胡老四为人处世不仅是锱铢必较,还生性多疑,总是怀疑媳妇有外遇,非打到媳妇给自己个扣屎盆子,当个人人皆知的假王八不可。媳妇被打怕了,无奈要离婚,他就恼羞成怒,用刀把媳妇给捅死了。这样的恶意伤人致死,被判枪毙也是他自找。胡老六能挣钱,但也能花钱,一点的长远打算也没有,更不会安排自己的生活。因此,也就没有那个姑娘看上他。平时不做准备,到了寒冬腊月,没有个柴火烧炕,屋里放盆水,不到一夜都冻个瓷实。冰天雪地的,跟外面没啥二样的冷。到了白天,他也不去上山弄柴火去,专找耍钱的热屋子去耍钱,夜里回家睡凉炕,没几年就得了肾炎。他有病后,也不吸取教训,继续睡凉炕,直到尿不下来尿,得尿毒症死掉。想想,这能怨谁?胡老八跟他九哥到处打工,也不缺吃少穿的,就是酗酒无度。他九哥托人给他介绍了个姑娘,对方要求他戒酒。老九也命令他戒酒,他就翻脸了。一气之下离开胡老九,自己去闯荡了。也不知是真的自杀,还是假的事故,说他在租住屋里使用煤气不当,被泄露的煤气给毒死了,连死尸都没能归回故里,是就地火化,骨灰也没有收。就是收了,也没有人肯给他做个祭祀。
回头再说胡家的排行奇数的一三五九(七),胡老大和胡老三,就在村前头住,有时也会来这大榆树下乘凉,说他们两家个不长不短地,也不计较,为人很豁达,日子都过得不错。胡老三的孙子,都娶媳妇了。就是胡老大的孙子得了肥胖症,行动不便,啥活儿都干不了。至今,老大不小了,也没说上个媳妇,一家人都愁得没法儿了。
出外混日子的胡老五,有一天抱着个孩子去胡老三家,竟被胡老三媳妇又打又骂地弄得是立即离开了村子。据说,胡老五媳妇在外混野了,就跟个相好的跑了,还通过登报跟胡老五离了婚。胡老五成了苣荬菜炖鲇鱼——苦了大嘴了。胡老五不顾家就离开了,胡老五此一去,是影信无踪,到此,也不知道胡老五的准确消息了。胡老三媳妇,除了不听到胡老五的名字,一听到,就一脸气恨和瞧不起地大骂:“胡老五是长了尾巴的驴!是牲口!死外头最好,回来都会污染村子里的空气!”

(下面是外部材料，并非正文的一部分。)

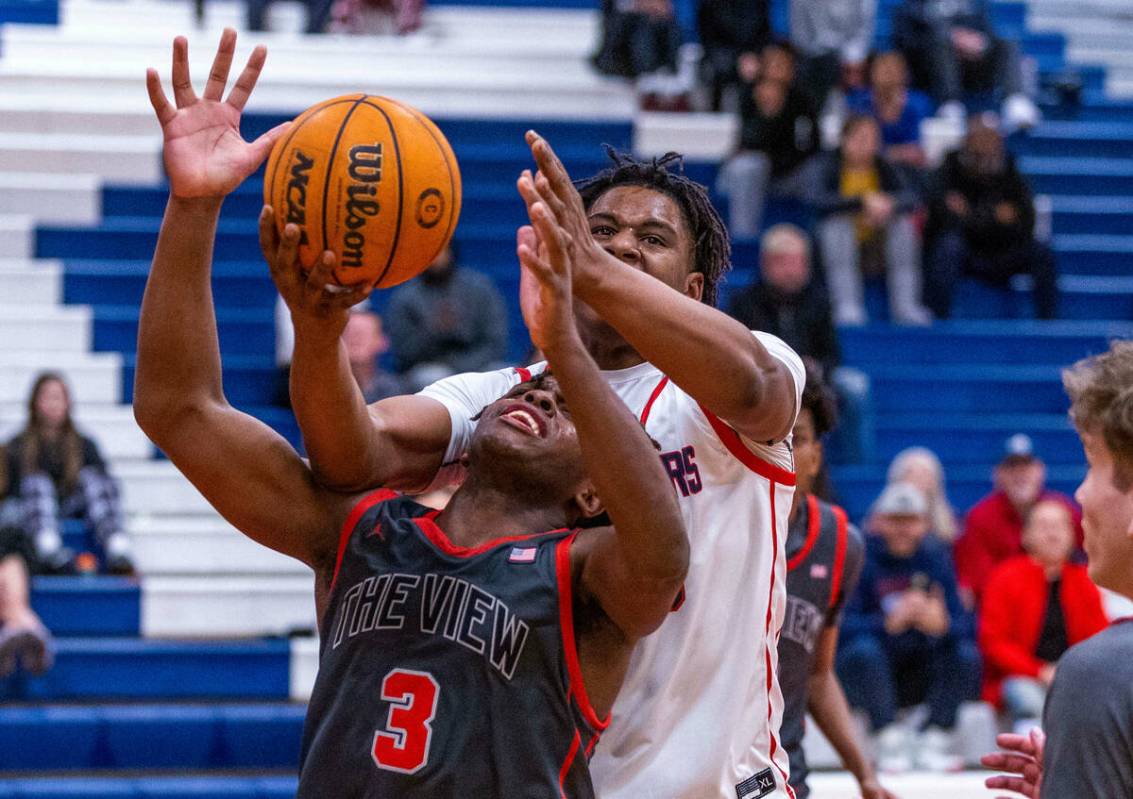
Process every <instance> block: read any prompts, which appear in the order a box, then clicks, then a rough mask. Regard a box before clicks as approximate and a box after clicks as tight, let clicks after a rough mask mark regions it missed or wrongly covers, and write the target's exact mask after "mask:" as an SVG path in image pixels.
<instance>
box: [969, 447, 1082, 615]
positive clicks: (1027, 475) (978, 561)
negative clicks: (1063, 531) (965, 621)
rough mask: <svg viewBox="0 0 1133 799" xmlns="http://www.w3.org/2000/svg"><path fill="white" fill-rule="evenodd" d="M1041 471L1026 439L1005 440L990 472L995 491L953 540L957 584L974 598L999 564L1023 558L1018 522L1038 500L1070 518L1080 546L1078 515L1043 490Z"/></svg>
mask: <svg viewBox="0 0 1133 799" xmlns="http://www.w3.org/2000/svg"><path fill="white" fill-rule="evenodd" d="M1046 479H1047V467H1046V465H1045V464H1043V462H1042V461H1041V460H1040V459H1039V458H1038V457H1037V456H1036V454H1034V445H1033V443H1032V442H1031V439H1030V436H1028V435H1024V434H1022V433H1016V434H1015V435H1013V436H1011V437H1010V439H1007V442H1006V444H1005V447H1004V456H1003V459H1002V460H1000V461H999V465H998V466H996V468H995V475H994V484H995V491H993V492H991V493H990V494H988V495H987V496H985V498H983V499H982V500H980V501H979V502H977V503H976V505H973V507H972V509H971V510H970V511H968V518H966V520H965V522H964V534H963V535H962V536H961V537H960V539H959V541H956V572H957V575H959V577H960V585H961V587H962V588H963V589H964V590H965V592H971V594H972V595H973V597H974V598H976V600H979V598H980V596H981V594H982V592H983V586H985V585H986V584H987V579H988V576H989V575H990V573H991V570H993V569H995V567H996V566H997V564H999V563H1002V562H1003V561H1005V560H1007V559H1010V558H1014V556H1016V555H1021V554H1023V520H1024V519H1025V518H1026V517H1028V516H1029V515H1030V512H1031V509H1032V508H1034V505H1036V504H1037V503H1038V502H1039V500H1056V501H1058V502H1062V503H1064V504H1065V505H1066V508H1068V509H1070V511H1071V517H1072V518H1073V519H1074V543H1075V547H1081V545H1082V517H1081V513H1080V512H1079V510H1077V505H1075V504H1074V502H1073V500H1071V498H1068V496H1066V495H1065V494H1062V493H1059V492H1057V491H1051V490H1049V488H1047V487H1046Z"/></svg>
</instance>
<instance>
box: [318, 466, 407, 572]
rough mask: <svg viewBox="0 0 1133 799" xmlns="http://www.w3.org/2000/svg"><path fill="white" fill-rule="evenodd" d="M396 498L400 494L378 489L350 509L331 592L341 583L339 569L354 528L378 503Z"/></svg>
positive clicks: (355, 504) (335, 563)
mask: <svg viewBox="0 0 1133 799" xmlns="http://www.w3.org/2000/svg"><path fill="white" fill-rule="evenodd" d="M395 496H400V494H398V492H395V491H390V490H389V488H378V490H377V491H375V492H373V493H370V494H366V495H365V496H363V498H361V499H360V500H358V503H357V504H355V507H353V508H351V509H350V513H349V516H347V520H346V521H343V522H342V532H341V533H340V534H339V553H338V555H337V556H335V558H334V576H333V577H332V578H331V590H332V592H333V590H334V584H335V583H338V581H339V569H341V568H342V556H343V555H344V554H346V553H347V542H348V541H350V534H351V533H353V528H355V527H357V526H358V520H359V519H360V518H361V517H363V515H364V513H365V512H366V511H367V510H369V509H370V508H373V507H374V505H376V504H377V503H378V502H385V501H386V500H392V499H393V498H395Z"/></svg>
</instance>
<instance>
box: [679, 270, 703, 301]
mask: <svg viewBox="0 0 1133 799" xmlns="http://www.w3.org/2000/svg"><path fill="white" fill-rule="evenodd" d="M704 295H705V275H704V273H701V272H691V273H690V274H689V277H688V278H685V279H684V296H685V297H691V298H692V299H695V300H697V301H698V303H699V301H700V298H701V297H704Z"/></svg>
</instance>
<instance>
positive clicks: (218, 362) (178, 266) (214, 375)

胡老九在胡老八死后,就在外安家,不再乱动了。如今,有儿有女的,过得也可以,就是不再不回村来。他是觉得,没有照顾好老八,没有达到老爹的心愿,是不仁,更是不孝。他说:“一想到回来,就有鼠啃心肝般难安的感觉。”他是刻意对故土有了排斥。但每到鬼节,他都会大哭一场地边给死去的亲人烧纸钱,边责备自己一通。不然,他心情就压抑地寝食难安,一年之内都不会好过。
在座的甘老师就说:“想想看,胡家八个儿子,除去胡老三,没有一个能达成老胡头儿的心愿和嘱托。可这胡老三在去年得了心梗,说死就死了。看来,一个人死不瞑目,一定有他死不瞑目的道理和原因。一个人,从小养成的习惯和个性,自己本身一旦不想努力不懈地去改变,任凭死去的爹,再怎么附体来警告,也是白费精力和心思。所谓‘良言难劝该死鬼’啊!自己明知不是好活的法儿,偏死不改悔,不幸又能怨谁?谁又能给予那样命运怎么个改变方法呢?”